Dat blijkt uit het maandag gepubliceerde rapport ”De arbeidsmarkt naar opleiding en beroep tot 2022” van het Researchcentrum voor Onderwijs en Arbeidsmarkt (ROA) van Maastricht University.
Het ROA stelt dat tot 2022 het aantal werkenden in Nederland met ongeveer 520.000 zal groeien: een werkgelegenheidsgroei van gemiddeld 1 procent per jaar.
Hbo’ers en wo’ers hebben tot 2022 de beste arbeidsmarktperspectieven: zij komen het snelst aan een baan.
Voor afgestudeerden met een opleiding in de techniek of zorg zijn de arbeidsmarktperspectieven (zeer) goed op alle niveaus, van mbo tot wo.
De grootste werkgelegenheidsgroei wordt verwacht voor de zorg, groothandel, specialistische zakelijke dienstverlening, en de bouwnijverheid. De economische groei, vooral in de bouw, voedt de vraag naar technisch geschoold personeel.

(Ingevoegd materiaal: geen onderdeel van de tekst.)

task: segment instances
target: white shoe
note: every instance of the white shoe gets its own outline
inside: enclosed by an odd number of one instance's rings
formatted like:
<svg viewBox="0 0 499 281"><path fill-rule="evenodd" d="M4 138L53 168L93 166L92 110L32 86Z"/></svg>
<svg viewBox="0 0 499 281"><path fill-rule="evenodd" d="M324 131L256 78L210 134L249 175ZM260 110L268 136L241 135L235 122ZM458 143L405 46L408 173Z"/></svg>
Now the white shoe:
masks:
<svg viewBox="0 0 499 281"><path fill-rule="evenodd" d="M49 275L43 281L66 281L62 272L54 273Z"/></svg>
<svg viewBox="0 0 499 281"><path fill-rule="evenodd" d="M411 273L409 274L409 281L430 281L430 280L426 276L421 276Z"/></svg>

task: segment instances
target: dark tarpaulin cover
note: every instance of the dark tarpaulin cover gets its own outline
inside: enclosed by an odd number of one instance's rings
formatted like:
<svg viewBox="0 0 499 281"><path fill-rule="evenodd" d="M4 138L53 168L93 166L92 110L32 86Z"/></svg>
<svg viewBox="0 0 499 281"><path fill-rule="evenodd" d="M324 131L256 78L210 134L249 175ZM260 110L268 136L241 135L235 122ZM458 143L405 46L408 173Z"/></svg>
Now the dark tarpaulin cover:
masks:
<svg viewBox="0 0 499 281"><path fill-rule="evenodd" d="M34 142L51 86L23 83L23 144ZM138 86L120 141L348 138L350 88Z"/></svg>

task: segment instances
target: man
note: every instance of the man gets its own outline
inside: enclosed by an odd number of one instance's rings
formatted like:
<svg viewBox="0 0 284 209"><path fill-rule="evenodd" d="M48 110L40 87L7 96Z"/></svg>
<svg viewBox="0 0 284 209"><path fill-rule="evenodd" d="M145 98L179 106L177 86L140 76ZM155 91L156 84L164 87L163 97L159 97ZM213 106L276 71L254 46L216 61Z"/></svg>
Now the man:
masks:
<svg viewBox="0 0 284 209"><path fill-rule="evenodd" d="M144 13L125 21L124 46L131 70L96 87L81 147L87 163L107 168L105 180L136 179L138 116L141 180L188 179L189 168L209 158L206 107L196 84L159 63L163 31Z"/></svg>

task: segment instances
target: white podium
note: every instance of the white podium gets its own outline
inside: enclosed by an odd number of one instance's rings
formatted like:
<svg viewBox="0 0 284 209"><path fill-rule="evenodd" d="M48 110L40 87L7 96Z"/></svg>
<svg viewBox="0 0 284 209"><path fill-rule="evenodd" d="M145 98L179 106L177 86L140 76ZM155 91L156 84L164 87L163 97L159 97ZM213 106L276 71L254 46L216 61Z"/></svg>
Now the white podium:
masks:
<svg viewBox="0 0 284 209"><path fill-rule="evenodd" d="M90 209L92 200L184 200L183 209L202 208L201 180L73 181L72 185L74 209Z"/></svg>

Ook het vinden van leerkrachten in het basisonderwijs, waarvoor de behoefte aan vervanging van vertrekkend personeel groot is, wordt moeilijk.
De onderzoeksresultaten van het ROA onderstrepen dat het voor jongeren „cruciaal” is om bij hun studiekeuze „niet alleen hun hart te volgen”, aldus Chris Baggerman, coördinator arbeidsvoorwaardenbeleid bij vakorganisatie RMU, vanmorgen. „Ze moeten ook nadrukkelijk kijken naar hun arbeidsmarktkansen: wat zijn mijn carrièreperspectieven?”
De grootste uitdaging de komende jaren is of de beroepskeuze van jongeren aansluit bij de vraag in de verschillende sectoren, zei Baggerman verder.